Treat yourself to snacks. Bring a healthier dessert with you, one that has ingredients you can pronounce and no high fructose corn syrup. You know that a colleague’s homemade cookies will be extremely tempting once the mid-shift slump hits, so arm yourself with healthier options. Be an advocate for your own wellbeing and think of the future over present moment cravings. This is where the spending analogy comes in. If you spend $300 on shoes, but you know you have lesser income coming in, or higher expenses the following month, that’s cheating yourself out of financial stability. The same goes for holiday consumption. If you’ve been on track with eating (there is no real “track” to speak of, but bear with me here), and you eat a ton of cookies so that the resident baker doesn’t feel bad, that’s cheating yourself out of nutritional balance.

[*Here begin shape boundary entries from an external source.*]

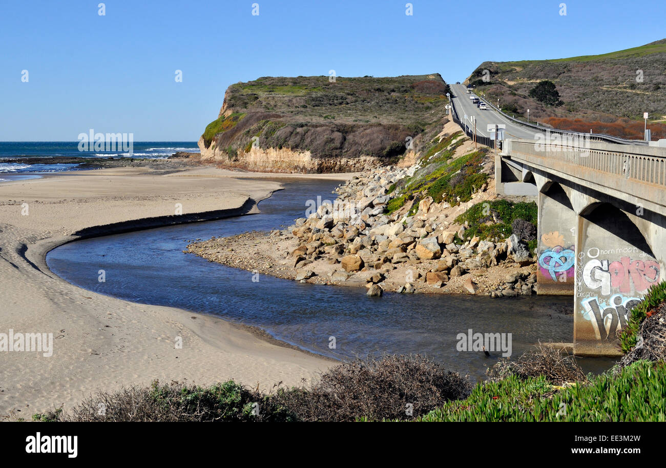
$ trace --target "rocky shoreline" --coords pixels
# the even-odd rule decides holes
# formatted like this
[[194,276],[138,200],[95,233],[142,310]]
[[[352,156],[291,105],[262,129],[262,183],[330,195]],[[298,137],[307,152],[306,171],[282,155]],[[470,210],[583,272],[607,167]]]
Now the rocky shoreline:
[[286,229],[192,242],[183,251],[253,273],[364,287],[374,296],[535,293],[536,267],[524,242],[515,235],[470,239],[466,226],[453,221],[472,205],[496,198],[492,187],[456,207],[424,197],[388,212],[392,187],[418,168],[366,171],[337,187],[334,202],[318,204]]

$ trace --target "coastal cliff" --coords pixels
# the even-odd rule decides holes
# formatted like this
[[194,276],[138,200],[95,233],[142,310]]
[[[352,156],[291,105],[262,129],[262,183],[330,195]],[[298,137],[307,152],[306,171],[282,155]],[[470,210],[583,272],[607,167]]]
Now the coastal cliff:
[[262,77],[232,85],[202,161],[250,171],[367,171],[412,159],[446,121],[439,74]]

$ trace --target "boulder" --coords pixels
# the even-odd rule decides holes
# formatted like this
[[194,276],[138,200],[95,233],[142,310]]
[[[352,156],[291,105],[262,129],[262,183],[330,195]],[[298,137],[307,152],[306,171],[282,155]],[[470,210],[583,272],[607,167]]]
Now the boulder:
[[333,217],[330,215],[324,215],[315,227],[318,229],[330,229],[334,225]]
[[386,228],[384,234],[384,235],[388,235],[389,237],[395,237],[404,230],[405,227],[402,225],[402,223],[394,223]]
[[314,276],[314,273],[312,270],[308,270],[304,268],[301,268],[297,270],[296,272],[296,277],[294,279],[297,281],[300,281],[302,280],[308,279]]
[[302,245],[299,245],[296,249],[292,251],[292,257],[298,257],[299,255],[304,255],[308,253],[308,246],[305,244]]
[[287,260],[287,266],[291,267],[292,268],[295,268],[296,265],[298,264],[298,262],[303,261],[305,260],[305,257],[302,255],[297,255],[296,257],[292,257],[291,259]]
[[396,253],[391,259],[392,263],[404,263],[409,259],[409,256],[404,252]]
[[426,273],[426,283],[431,286],[441,287],[443,283],[448,281],[448,275],[443,271],[428,271]]
[[372,276],[368,278],[366,281],[368,283],[374,283],[376,284],[377,283],[381,283],[382,281],[384,281],[384,274],[378,271],[377,273],[374,273]]
[[468,275],[466,278],[465,278],[465,281],[463,281],[462,285],[470,294],[476,294],[476,285],[472,281],[471,276]]
[[438,259],[442,255],[442,249],[436,237],[426,237],[422,239],[416,248],[416,255],[422,260]]
[[379,285],[376,285],[374,283],[371,283],[366,287],[368,288],[368,292],[366,294],[368,296],[381,296],[382,293],[384,290],[382,289],[382,287]]
[[426,197],[418,202],[418,213],[421,215],[428,213],[430,209],[430,205],[432,205],[432,197]]
[[518,239],[515,234],[511,234],[509,239],[506,239],[507,253],[511,255],[515,262],[523,262],[529,260],[529,251],[527,250],[527,245]]
[[462,269],[460,268],[460,265],[456,265],[455,267],[451,269],[451,277],[455,277],[456,276],[461,276],[463,273]]
[[331,275],[332,281],[346,281],[349,279],[350,275],[342,270],[336,270]]
[[340,264],[345,271],[358,271],[363,268],[363,259],[358,255],[343,257]]
[[[446,245],[446,248],[448,249],[450,251],[452,251],[450,249],[449,249],[448,244],[450,244],[454,241],[454,237],[455,237],[455,231],[445,231],[438,236],[437,240],[439,241],[440,244]],[[458,249],[456,249],[456,250]]]

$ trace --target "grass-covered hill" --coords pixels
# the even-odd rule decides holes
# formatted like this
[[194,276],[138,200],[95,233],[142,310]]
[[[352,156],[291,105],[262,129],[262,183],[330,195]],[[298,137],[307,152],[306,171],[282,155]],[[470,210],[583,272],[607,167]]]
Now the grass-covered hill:
[[[485,74],[490,83],[483,79],[484,70],[490,73]],[[555,83],[561,101],[559,105],[530,97],[530,91],[542,80]],[[499,98],[500,107],[509,114],[524,117],[529,109],[530,120],[579,119],[585,131],[589,131],[590,122],[626,127],[630,121],[641,121],[636,131],[642,136],[643,112],[649,112],[654,121],[666,119],[666,39],[599,55],[484,62],[466,81],[470,83],[493,103]],[[610,127],[600,130],[613,133]],[[662,131],[659,125],[655,129]]]
[[391,163],[406,152],[408,137],[418,150],[441,130],[448,91],[439,74],[264,77],[229,87],[199,146],[204,155],[238,166],[253,149],[310,151],[322,163],[307,171],[334,170],[332,158]]

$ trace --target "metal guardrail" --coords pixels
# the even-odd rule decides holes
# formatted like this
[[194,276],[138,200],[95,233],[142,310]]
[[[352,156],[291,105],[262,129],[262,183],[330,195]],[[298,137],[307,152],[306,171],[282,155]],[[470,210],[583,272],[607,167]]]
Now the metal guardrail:
[[[472,139],[472,141],[476,141],[477,143],[494,149],[495,139],[490,138],[489,137],[484,137],[478,133],[475,135],[474,132],[470,128],[469,125],[460,120],[460,117],[458,115],[458,111],[456,110],[456,106],[453,103],[454,101],[452,101],[451,105],[453,109],[454,123],[460,125],[460,128],[462,129],[464,132],[465,132],[465,135]],[[498,141],[498,147],[499,149],[501,149],[501,141]]]
[[[624,179],[666,186],[666,151],[663,148],[610,146],[593,144],[541,144],[533,141],[511,140],[508,147],[513,157],[536,162],[545,159],[565,164],[571,173],[581,174],[584,169],[597,174],[619,176]],[[549,166],[552,163],[549,163]],[[660,194],[651,189],[653,199]]]
[[[500,113],[500,114],[501,114],[502,115],[503,115],[505,117],[511,121],[512,122],[517,123],[518,125],[523,125],[523,127],[528,127],[529,128],[538,130],[539,131],[541,131],[544,133],[547,131],[549,131],[551,133],[559,133],[560,135],[564,135],[564,134],[575,135],[579,137],[584,136],[585,138],[589,138],[591,140],[595,140],[597,141],[603,141],[605,143],[617,143],[619,145],[638,145],[647,146],[647,142],[645,141],[645,140],[629,140],[625,138],[611,137],[609,135],[603,135],[603,133],[582,133],[578,131],[559,130],[558,129],[551,128],[549,127],[541,127],[541,125],[537,125],[533,123],[528,123],[527,122],[523,122],[521,120],[519,120],[517,119],[515,119],[515,117],[512,117],[510,115],[507,115],[507,114],[504,113],[500,109],[498,109],[496,107],[493,105],[492,103],[486,101],[485,99],[483,99],[479,96],[477,97],[479,97],[480,99],[485,102],[487,105],[490,106],[496,112]],[[453,102],[453,101],[452,101],[452,102]]]

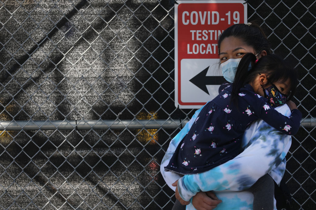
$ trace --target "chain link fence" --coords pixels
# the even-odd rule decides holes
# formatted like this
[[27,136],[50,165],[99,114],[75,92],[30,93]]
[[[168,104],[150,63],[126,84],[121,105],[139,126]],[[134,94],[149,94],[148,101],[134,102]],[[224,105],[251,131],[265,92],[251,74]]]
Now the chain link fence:
[[[0,0],[1,208],[171,209],[159,164],[195,111],[174,105],[174,3]],[[247,3],[299,70],[310,123],[285,176],[293,209],[314,209],[316,3]]]

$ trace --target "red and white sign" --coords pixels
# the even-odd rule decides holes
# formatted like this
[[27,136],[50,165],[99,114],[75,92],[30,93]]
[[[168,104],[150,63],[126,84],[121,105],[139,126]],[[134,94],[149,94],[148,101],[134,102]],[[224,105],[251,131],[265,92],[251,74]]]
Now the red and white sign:
[[178,1],[175,20],[175,105],[199,108],[225,81],[219,68],[217,37],[247,23],[244,1]]

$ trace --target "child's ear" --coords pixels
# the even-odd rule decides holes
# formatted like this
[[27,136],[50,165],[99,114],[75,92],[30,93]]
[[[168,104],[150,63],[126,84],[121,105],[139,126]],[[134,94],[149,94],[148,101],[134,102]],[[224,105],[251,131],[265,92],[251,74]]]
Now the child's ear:
[[264,56],[265,56],[267,55],[267,51],[264,50],[260,52],[260,54],[259,54],[259,58]]
[[259,82],[261,85],[264,85],[268,83],[268,79],[265,74],[261,74],[259,76]]

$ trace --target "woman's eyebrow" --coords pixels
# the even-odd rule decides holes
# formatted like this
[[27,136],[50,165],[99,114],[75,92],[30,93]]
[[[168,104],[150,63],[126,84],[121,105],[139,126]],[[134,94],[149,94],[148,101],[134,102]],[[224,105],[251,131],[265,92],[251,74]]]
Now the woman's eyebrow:
[[[234,52],[235,51],[237,51],[237,50],[238,50],[239,49],[243,49],[245,50],[246,50],[246,49],[245,49],[245,48],[236,48],[236,49],[234,49],[234,50],[233,50],[233,51],[232,51],[232,52]],[[228,53],[227,53],[222,52],[222,53],[220,53],[219,54],[221,55],[221,54],[228,54]]]
[[246,50],[246,49],[245,48],[236,48],[236,49],[234,49],[234,50],[233,50],[233,52],[235,52],[235,51],[237,51],[237,50],[238,50],[239,49],[244,49],[245,50]]

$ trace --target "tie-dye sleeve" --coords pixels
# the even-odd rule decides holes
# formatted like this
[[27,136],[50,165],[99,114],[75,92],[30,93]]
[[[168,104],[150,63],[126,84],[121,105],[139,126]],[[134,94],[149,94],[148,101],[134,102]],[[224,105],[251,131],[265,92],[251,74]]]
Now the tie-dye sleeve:
[[[276,109],[284,115],[290,114],[287,105]],[[290,146],[290,136],[260,120],[253,123],[243,138],[249,139],[243,140],[247,142],[244,143],[246,148],[233,160],[209,171],[180,178],[178,189],[184,200],[190,200],[200,191],[247,189],[267,173],[272,173],[276,179],[282,177],[283,174],[278,173],[284,172],[276,169],[284,160]]]

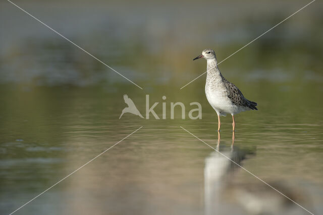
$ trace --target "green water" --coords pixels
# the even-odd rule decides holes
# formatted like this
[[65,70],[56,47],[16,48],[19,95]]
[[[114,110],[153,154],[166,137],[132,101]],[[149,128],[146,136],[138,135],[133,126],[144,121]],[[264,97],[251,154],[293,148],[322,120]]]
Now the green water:
[[[251,212],[238,193],[245,196],[251,189],[251,195],[278,208],[273,214],[309,214],[241,167],[210,162],[224,157],[205,144],[218,149],[217,118],[204,93],[205,76],[180,90],[205,71],[205,60],[192,61],[203,49],[213,48],[221,61],[304,3],[286,11],[272,6],[266,14],[270,4],[263,3],[255,14],[236,17],[223,12],[233,13],[231,5],[214,3],[218,13],[208,14],[209,21],[203,24],[200,13],[178,13],[181,8],[170,3],[165,8],[148,5],[147,10],[82,5],[71,14],[57,5],[47,14],[41,10],[46,4],[21,3],[143,90],[14,6],[1,4],[7,11],[0,16],[15,17],[1,24],[11,26],[0,40],[2,214],[141,126],[15,213],[245,214]],[[236,115],[233,147],[231,118],[222,118],[220,152],[314,214],[323,210],[323,46],[322,28],[317,27],[321,7],[317,3],[304,10],[219,65],[259,110]],[[121,9],[129,12],[126,17],[114,13]],[[201,5],[185,9],[211,11]],[[261,19],[253,17],[261,12]],[[218,16],[226,19],[215,22]],[[197,31],[203,33],[199,36]],[[126,113],[119,119],[126,107],[125,94],[144,116],[146,95],[150,106],[159,102],[154,110],[161,118],[165,102],[166,119]],[[171,103],[176,102],[185,105],[185,119],[179,109],[171,119]],[[194,102],[201,105],[202,119],[188,117]],[[219,180],[205,174],[210,168],[223,175]],[[276,201],[284,202],[281,207]]]

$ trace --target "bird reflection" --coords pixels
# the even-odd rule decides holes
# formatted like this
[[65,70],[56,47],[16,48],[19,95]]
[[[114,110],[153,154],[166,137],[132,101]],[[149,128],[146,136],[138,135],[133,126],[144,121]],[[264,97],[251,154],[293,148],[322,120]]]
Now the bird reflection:
[[[301,207],[253,176],[239,178],[241,174],[237,173],[241,169],[241,162],[246,155],[254,154],[255,150],[234,146],[235,137],[233,132],[229,147],[227,141],[221,142],[218,132],[216,150],[205,158],[205,214],[304,214]],[[267,182],[293,200],[305,205],[307,203],[304,194],[299,195],[302,192],[297,187],[275,181]]]

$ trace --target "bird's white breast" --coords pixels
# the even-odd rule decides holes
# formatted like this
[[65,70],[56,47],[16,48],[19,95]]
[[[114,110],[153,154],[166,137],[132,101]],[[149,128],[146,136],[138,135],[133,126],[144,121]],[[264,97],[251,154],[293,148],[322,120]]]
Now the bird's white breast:
[[228,92],[220,73],[218,75],[208,73],[205,95],[208,103],[218,114],[225,116],[226,113],[235,113],[235,106],[228,97]]

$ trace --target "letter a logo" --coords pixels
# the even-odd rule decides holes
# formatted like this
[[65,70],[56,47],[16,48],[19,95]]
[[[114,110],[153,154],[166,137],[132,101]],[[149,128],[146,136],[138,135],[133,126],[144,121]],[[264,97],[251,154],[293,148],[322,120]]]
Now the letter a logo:
[[125,103],[128,105],[128,107],[125,107],[122,110],[122,113],[121,113],[119,119],[120,119],[124,113],[130,113],[139,116],[141,118],[143,118],[143,116],[142,116],[139,111],[137,109],[135,103],[133,103],[131,99],[128,97],[127,94],[124,95],[123,99],[125,100]]

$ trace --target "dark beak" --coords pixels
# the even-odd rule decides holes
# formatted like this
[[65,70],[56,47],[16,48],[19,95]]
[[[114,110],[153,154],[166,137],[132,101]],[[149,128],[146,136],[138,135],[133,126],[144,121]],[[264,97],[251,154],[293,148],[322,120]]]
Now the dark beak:
[[198,55],[198,56],[194,58],[193,60],[197,60],[197,59],[199,59],[201,57],[204,57],[204,55],[203,54],[201,54],[200,55]]

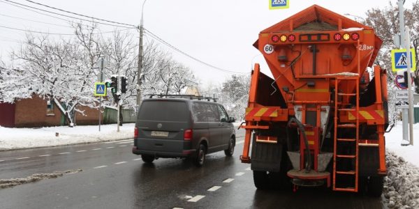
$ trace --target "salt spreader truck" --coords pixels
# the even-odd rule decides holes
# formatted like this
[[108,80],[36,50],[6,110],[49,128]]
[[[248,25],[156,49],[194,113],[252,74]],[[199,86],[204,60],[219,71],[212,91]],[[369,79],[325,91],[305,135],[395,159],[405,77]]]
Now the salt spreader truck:
[[291,182],[294,191],[381,194],[387,79],[374,65],[381,44],[373,28],[317,5],[259,33],[253,46],[272,78],[255,64],[240,156],[257,188]]

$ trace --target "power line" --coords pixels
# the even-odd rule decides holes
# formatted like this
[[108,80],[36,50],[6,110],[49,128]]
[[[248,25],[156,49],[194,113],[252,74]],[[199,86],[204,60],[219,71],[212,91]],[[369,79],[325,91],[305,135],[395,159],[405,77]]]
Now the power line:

Drink water and remain active. There are times when we may think we’re hungry, but we actually just need to hydrate. It is more difficult to notice when you’re dehydrated as temperatures drop, because you’re not feeling as hot; it is just as important to drink water beyond sweaty season. In terms of exercise, if you remain active, you’re more likely to make healthier eating choices. Regular exercise can kick healthy eating habits into gear, because eating poorly doesn’t fuel an active lifestyle. Maintaining an exercise regimen will also prevent you from investing in expensive diet and exercise programs in the new year; there is no “one-size-fits-all” approach to diet and exercise, so these types of programs are always a gamble.
Enlist a buddy or team of supportive people to hold you accountable for taking care of yourself. It is proven that fitness and nutrition goals are easier to obtain with social support than they are just by going it alone. This could look like checking in with a group of friends and/or family members daily or weekly, joining a workout group or class ahead of the new year, or seeing a fitness and/or nutrition coach.
Above all, mindset is key when it comes to maintaining your healthy eating and exercise habits throughout the holiday season. You are not helpless to the overwhelming tasty food and drinks available. Having a strategy will not only prevent overeating, but it could also make holiday eating more enjoyable, as the usual guilt and fear of weight gain won’t be looming in the back of your mind. You have the power to make it a healthy and tasty holiday, and if all else fails, January 1st isn’t far off.